An update on the ongoing X-37B mission

An update on the ongoing X-37B mission.

I like this quote from the article:

Meanwhile, Boeing has begun to look at derivatives of their X-37B Orbital Test Vehicle — including flying cargo and crew to the International Space Station. Speaking this week at the Space 2011 conference —organized by the American Institute of Aeronautics and Astronautics (AIAA) and held in Long Beach, Calif. — Arthur Grantz of Boeing Space and Intelligence Systems sketched out a host of future uses for the space plane design. For one, the X-37B, as is, can be flown to the space station and dock to the facility’s common berthing mechanism. No new technology is required for X-37B to supply cargo services to the ISS, Grantz said. Also, an X-37C winged vehicle has been scoped out, a craft that would ride atop an Atlas 5 in un-shrouded mode.

The Boeing roadmap, Grantz added, also envisions a larger derivative of the X-37B space plane, one that can carry up to seven astronauts, as well as tote into Earth orbit a mix of pressurized and unpressurized cargo.

Second X-51 hypersonic flight crashes prematurely

Second X-51 hypersonic flight crashes prematurely.

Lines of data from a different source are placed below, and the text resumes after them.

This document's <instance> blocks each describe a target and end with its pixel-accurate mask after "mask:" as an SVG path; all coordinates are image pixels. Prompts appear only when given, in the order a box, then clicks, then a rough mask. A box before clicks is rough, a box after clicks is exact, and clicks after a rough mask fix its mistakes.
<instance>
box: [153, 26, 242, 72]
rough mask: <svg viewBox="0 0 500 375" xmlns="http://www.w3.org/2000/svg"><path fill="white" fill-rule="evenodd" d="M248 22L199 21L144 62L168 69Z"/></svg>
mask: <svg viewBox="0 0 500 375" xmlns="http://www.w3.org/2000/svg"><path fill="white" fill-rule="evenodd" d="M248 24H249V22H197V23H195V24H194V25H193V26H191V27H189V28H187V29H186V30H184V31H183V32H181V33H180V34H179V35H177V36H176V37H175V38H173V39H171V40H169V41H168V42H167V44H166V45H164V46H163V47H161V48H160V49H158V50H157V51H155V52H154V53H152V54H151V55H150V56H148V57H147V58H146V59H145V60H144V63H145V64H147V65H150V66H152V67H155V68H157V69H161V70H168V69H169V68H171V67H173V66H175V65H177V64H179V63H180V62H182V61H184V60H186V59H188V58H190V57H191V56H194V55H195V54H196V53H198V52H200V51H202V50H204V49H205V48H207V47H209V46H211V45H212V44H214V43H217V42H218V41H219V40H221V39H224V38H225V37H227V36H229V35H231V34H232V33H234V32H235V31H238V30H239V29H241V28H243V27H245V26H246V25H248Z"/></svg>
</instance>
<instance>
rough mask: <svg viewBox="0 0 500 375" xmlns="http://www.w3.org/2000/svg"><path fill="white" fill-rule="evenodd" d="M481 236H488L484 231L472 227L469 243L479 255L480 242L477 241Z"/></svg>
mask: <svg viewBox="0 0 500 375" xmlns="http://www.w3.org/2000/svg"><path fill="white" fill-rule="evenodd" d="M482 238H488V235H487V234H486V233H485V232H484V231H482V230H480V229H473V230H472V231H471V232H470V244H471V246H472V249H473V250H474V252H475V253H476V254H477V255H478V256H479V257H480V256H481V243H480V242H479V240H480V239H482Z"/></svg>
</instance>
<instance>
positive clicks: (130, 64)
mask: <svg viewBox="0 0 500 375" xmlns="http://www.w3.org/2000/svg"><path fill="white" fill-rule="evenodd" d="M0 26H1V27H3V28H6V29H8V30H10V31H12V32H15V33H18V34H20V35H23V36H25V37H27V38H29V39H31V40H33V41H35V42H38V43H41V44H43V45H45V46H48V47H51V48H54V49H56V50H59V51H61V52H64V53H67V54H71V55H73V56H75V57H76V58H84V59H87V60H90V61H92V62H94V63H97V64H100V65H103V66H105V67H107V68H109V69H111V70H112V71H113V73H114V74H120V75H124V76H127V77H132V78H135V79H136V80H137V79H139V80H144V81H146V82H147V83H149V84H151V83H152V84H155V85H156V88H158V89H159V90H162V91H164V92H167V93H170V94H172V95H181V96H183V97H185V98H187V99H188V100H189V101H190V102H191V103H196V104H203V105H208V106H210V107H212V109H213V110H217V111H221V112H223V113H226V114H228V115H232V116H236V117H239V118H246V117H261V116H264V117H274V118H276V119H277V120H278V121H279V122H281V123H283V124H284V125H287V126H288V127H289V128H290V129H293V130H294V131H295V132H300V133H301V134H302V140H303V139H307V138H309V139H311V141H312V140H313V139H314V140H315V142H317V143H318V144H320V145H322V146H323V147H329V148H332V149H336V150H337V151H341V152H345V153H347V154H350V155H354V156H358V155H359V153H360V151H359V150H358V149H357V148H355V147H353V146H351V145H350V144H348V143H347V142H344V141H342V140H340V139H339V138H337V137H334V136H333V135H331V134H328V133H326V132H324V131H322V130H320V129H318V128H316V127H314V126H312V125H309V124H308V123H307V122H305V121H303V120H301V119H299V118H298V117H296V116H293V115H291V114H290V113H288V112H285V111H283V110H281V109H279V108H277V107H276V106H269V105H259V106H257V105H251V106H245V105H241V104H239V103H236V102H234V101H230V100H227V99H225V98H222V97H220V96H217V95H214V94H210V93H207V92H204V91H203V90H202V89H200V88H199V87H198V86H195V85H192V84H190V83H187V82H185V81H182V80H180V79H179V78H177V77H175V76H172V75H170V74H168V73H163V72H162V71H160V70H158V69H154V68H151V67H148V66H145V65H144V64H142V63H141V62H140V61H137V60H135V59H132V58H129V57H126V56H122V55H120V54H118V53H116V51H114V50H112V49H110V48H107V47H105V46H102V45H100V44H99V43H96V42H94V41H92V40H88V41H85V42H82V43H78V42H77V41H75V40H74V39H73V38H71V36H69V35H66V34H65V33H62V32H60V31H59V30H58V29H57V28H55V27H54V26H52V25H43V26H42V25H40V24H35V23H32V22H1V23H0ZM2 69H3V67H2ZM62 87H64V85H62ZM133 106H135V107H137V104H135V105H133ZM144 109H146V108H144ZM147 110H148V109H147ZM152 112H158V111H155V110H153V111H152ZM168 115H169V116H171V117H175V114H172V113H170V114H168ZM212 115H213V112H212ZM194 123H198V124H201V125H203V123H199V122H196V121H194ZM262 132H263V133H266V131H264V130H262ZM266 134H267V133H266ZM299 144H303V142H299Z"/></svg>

After what the US Air Force described as a ‘flawless’ flight to the launch point aboard a Boeing B-52 mothership, the X-51 was successfully boosted to Mach 5.0 by a rocket booster. The Pratt & Whitney Rocketdyne scramjet engine successfully ignited using its initial fuel, ethylene. During the immediate transition to JP-7, the conventional fuel that makes the X-51 unique, an inlet unstart occurred. A subsequent attempt to restart and reorient to optimal conditions was unsuccessful.